We have had an 800 number for several years which is provided for current customers, quote requests and customer service needs . However, the second it was put on the website we ran in to some problems with scammers trying to scam our domain names and other types of scammy phone calls. We found it more beneficial to provide it only to actual customers or potential customers so the lines would be free for them.


----------



## splathead (Dec 4, 2005)

Interesting, I haven't heard of problems like this before. Although I shouldn't be surprised, I know there can be problems when you list your email address.

I have heard that once you get on scammers lists like that, your info and sold and resold so it might not do any good at this point to remove the 800#.


----------



## lifestar (Mar 18, 2007)

splathead said:


> Interesting, I haven't heard of problems like this before. Although I shouldn't be surprised, I know there can be problems when you list your email address.
> 
> I have heard that once you get on scammers lists like that, your info and sold and resold so it might not do any good at this point to remove the 800#.

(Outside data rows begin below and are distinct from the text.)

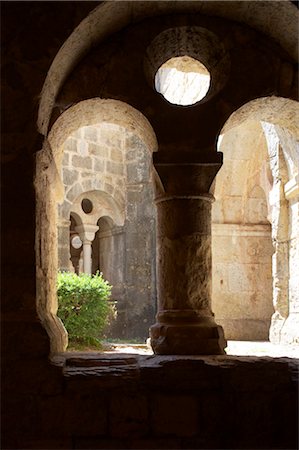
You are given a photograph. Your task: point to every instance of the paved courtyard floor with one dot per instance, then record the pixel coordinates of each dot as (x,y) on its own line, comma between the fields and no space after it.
(238,348)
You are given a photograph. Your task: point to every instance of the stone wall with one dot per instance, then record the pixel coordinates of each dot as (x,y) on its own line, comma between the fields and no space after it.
(242,243)
(140,402)
(242,280)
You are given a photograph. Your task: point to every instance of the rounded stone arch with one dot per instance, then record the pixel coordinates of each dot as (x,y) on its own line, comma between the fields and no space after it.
(279,111)
(275,121)
(98,25)
(50,192)
(103,205)
(95,111)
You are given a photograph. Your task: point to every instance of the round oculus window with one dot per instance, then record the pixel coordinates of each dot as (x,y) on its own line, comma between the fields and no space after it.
(87,206)
(182,80)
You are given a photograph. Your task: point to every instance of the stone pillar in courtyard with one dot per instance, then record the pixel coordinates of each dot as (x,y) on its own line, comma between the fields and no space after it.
(87,233)
(64,262)
(185,323)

Once we removed the number from the website- the problems disappeared within a few days- would love to be able to list it again to broaden our horizons.


----------



## karlking85 (Sep 26, 2007)

I think any time you open a new business you are instantly throwing the cal out there to all the spammers and scammers, it just cannot be avoided. As annoying as it may be, it's not worth losing business over, and if you believed it was worth having the 800 number in the first place, then taking it down would seem counterproductive to me.


----------



## lifestar (Mar 18, 2007)

karlking85 said:


> I think any time you open a new business you are instantly throwing the cal out there to all the spammers and scammers, it just cannot be avoided. As annoying as it may be, it's not worth losing business over, and if you believed it was worth having the 800 number in the first place, then taking it down would seem counterproductive to me.


Well we have been in business since 1999 but did not put the 800 number up until 2005- got so slammed with scammy phone calls that our regular customers could not get through and would have to leave voice messages. It was best for us to take the number off of the website and offer it to our potential customers and/or current customers. Maybe we just had some bad luck- would like some feedback as to how others have dealt with situations such as this as we know it would be beneficial to have the number available to those that don't do email.


----------



## karlking85 (Sep 26, 2007)

Maybe it was just a rough patch....hard telling. Either way, I hope it works out for you, I know it has to be frustrating to deal with, especially with a high volume of calls from customers.


----------



## Poe-Boy (Oct 8, 2007)

I'm wondering...

for those indicating that you only provided your 800 # to customers and potential customers. How did you provide it to POTENTIAL customers without putting it on your website?

I've been considering an 800#, but since I work full-time, my customers or potential customers would be getting a vox-mail most of the time. I almost feel that's worse than not providing an 800 # at all.

So, if any can answer my question above, I would appreciate it.


----------



## SeasonEnds (Sep 9, 2007)

Do people still have cell phone plans that don't offer free long distance? I don't know if I could really justify this expense.


----------



## ChristyC (Feb 12, 2008)

With cell phones, the customer is still having the minutes come out of their plan, even if they have free long distance.


----------